Home Video Hovel: The Lost World, by David Bax
As adventure movies go, Harry O. Hoyt’s famous 1925 The Lost World starts off hitting all the right notes. An explorer’s journal has survived after a South American expedition—the explorer has not—and it purports the discovery of dinosaurs and other prehistoric beings still alive on an untouched plateau. Most in the scientific community are skeptical but a crackpot professor (Wallace Beery) and a young man (Lewis Stone) eager to prove himself to his paramour decide to make the trip and see for themselves.
In these early scenes, Hoyt builds tension and establishes characters with a remarkable economy and sophistication. Once the explorers arrive at their destination, though, he allows the spectacle to take over to the movie’s detriment. Though the result is impressive from an early special effects standpoint, it becomes less and less emotionally engaging as it goes on. Not helping matters is an overreliance on intertitles, a trap into which silent films can fall that usually marks an awkward, lumbering descent to their own doom.
Furthering the restless discomfort of The Lost World’s latter half is the inclusion of white actors in blackface as the party’s guides. Maybe, on an intellectual level, one can make excuses for the attitudes of the time but, in practice, all the rationalizations in the world don’t make it any easier to sit through. And then here come those intertitles again, relaying the guides’ dialogue in mocking, insulting pidgin English.
But, hey, why am I going on about all of this?
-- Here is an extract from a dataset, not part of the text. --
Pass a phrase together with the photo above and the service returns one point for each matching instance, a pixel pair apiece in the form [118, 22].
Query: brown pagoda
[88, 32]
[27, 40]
Chances are, if you’ve decided to purchase and watch the Flicker Alley Blu-ray of The Lost World, it’s because you wanna see that sweet, sweet stop motion dinosaur action. On that note, I’m happy to say, the movie does not disappoint. Even before we get to the primeval beasts, in fact, Hoyt has already presented us with what’s practically a nature documentary. From crocodiles to sloths to everything else you’d hope to find in South America, the parade of real animal footage kicks off as soon as the party sets out. Once they reach the plateau, Hoyt kicks it up a notch with meticulously staged stop motion battles between t-rexes, triceratops, brontosauruses and more. Is it worth it for the racism and boredom of the other stuff? Probably not. But, as an artifact of early fantasy cinema, it’s noteworthy enough to be a collectible.
Flicker Alley’s Blu-ray comes from a 2K 2016 restoration that sourced more than ten separate elements to create the most complete reconstruction yet of The Lost World. Due to the varied sources, there is some inconsistency throughout in terms of density, dirt, etc. But the overall result, including the tinting and the direct coloring of torch flames, is outstanding.
Special features include an audio commentary by film historian Nicolas Ciccone, restored outtakes and deleted scenes, two short films that predate The Lost World, an unfinished 1930 feature by King Kong director Willis O’Brien and an essay by Serge Bromberg of Lobster Films.